While watching the scenery from Amtrak's Acela on my way back from a meeting in New York yesterday, I made my first sighting of $1.99 per gallon gasoline, posted on the polesign of a station in Delaware. With wholesale gasoline trading on the New York Mercantile Exchange for $1.138 per gallon at yesterday's close--nearly $7 per barrel below the closing price for light sweet crude oil--most of the country could shortly be paying less than $2/gal. for unleaded regular, for the first time in more than three years. An op-ed in yesterday's Washington Post started me thinking about gasoline taxes, again, and I agree that the current gas price collapse provides a uniquely opportune time for a symbolic increase in the federal gasoline tax, which has not been raised since 1993.
Raising taxes in a recession isn't terribly sound economics in general, but gasoline in 2008 presents an unusual case. As I noted in Monday's posting, the decline in prices from their summer peak to last week's $2.22/gal. average puts roughly $260 billion per year back in the pockets of US consumers, at a time when that ought to be quite helpful. However, it's equally clear that low gasoline prices will complicate the task of selling more efficient cars to an American public that is already buying fewer cars than at any time since the recession of the early 1990s. Moreover, with gasoline demand running at least 3% below last year's at this time, and with prices now a dollar per gallon lower than they were a year ago, and below their annual averages for 2005, 2006 and 2007, state and municipal tax revenues from sales taxes on gasoline will also fall well below expectations. That puts further pressure on state and local budgets already stressed by falling home values and rising unemployment, and it could force cuts in infrastructure projects that many economists suggest we need more of, just now, not less.

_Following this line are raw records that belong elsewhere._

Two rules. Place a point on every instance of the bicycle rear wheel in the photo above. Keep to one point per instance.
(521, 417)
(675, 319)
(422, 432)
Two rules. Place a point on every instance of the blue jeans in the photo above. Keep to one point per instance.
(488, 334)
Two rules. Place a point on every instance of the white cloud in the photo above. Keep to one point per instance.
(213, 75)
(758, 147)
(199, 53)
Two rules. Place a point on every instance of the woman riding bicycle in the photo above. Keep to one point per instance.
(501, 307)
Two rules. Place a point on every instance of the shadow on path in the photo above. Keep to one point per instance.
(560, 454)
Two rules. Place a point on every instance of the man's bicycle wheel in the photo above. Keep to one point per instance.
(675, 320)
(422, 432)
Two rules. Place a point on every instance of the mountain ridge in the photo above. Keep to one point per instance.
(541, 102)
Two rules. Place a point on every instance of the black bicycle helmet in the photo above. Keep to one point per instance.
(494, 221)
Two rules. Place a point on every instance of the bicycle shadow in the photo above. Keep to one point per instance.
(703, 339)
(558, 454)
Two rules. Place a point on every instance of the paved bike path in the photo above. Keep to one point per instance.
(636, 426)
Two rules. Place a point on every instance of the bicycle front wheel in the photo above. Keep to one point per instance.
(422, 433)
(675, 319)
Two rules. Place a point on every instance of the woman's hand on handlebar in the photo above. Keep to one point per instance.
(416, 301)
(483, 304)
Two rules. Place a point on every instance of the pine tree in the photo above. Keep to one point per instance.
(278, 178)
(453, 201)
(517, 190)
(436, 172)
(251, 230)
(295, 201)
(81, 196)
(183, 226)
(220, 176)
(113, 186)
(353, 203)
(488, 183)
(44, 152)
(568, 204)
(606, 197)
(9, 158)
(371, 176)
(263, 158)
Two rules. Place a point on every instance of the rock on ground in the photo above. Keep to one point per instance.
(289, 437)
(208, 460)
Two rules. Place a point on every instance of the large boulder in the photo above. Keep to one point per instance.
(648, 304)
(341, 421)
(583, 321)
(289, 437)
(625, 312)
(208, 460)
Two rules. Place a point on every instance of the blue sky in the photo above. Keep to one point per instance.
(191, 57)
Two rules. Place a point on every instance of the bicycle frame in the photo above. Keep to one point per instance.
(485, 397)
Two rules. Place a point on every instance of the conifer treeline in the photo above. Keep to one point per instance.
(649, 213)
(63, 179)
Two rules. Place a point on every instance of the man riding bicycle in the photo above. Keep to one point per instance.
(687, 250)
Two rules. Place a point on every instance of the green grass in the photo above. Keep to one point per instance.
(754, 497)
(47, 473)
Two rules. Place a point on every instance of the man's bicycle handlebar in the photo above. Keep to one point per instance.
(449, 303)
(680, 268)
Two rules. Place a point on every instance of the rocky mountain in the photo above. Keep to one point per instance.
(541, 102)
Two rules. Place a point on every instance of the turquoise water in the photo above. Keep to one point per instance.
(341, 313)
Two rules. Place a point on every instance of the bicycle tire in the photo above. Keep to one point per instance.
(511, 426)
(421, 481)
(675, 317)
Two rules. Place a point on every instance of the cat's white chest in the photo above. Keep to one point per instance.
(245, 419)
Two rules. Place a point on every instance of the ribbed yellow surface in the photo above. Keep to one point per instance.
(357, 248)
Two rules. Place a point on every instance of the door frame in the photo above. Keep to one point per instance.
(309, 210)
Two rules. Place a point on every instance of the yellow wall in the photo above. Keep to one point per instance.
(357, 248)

This needn't conflict with the necessity to put a price on our emissions of greenhouse gases, effectively taxing fuels on their inherent carbon content. My preference has been for cap & trade, but a simple carbon tax would do much the same thing. Every $10 per ton imposed on CO2 emissions would raise gasoline prices by roughly 10 cents per gallon, anyway, so I'd resist calls for the "big honking tax on gasoline" that Mr. Sloan's op-ed suggests. But with gas prices dropping by more than a dime per week since September, a 10 cent gas tax hike would scarcely be noticed, leaving that $260 billion effective stimulus I mentioned earlier untouched. It could also be shared with the states, with half of the roughly $14 billion per year it would raise going to fund federal infrastructure projects, and the other half allocated to backstop state-financed road and bridge work.
Ten cents a gallon might not sound like much, though the 4.3 cent increase in 1993 cost another first-year President a good deal of political capital. By itself, it wouldn't change the way Americans drive or buy cars. Nor would it be sufficient to nudge consumers towards diesel cars, when diesel fuel has carried an average premium of $0.50/gal. over unleaded regular this year, and currently sells for $0.73/gal. more. However, it would indicate the willingness of the government to intervene in gasoline pricing, when appropriate, in a manner that doesn't impede the market's ability to balance supply and demand, as price controls or a floor price mechanism would. And unlike raising income taxes when salaries and consumer spending are falling, a period of falling gasoline prices is precisely the right moment to raise the federal motor fuel tax, even if just by a little.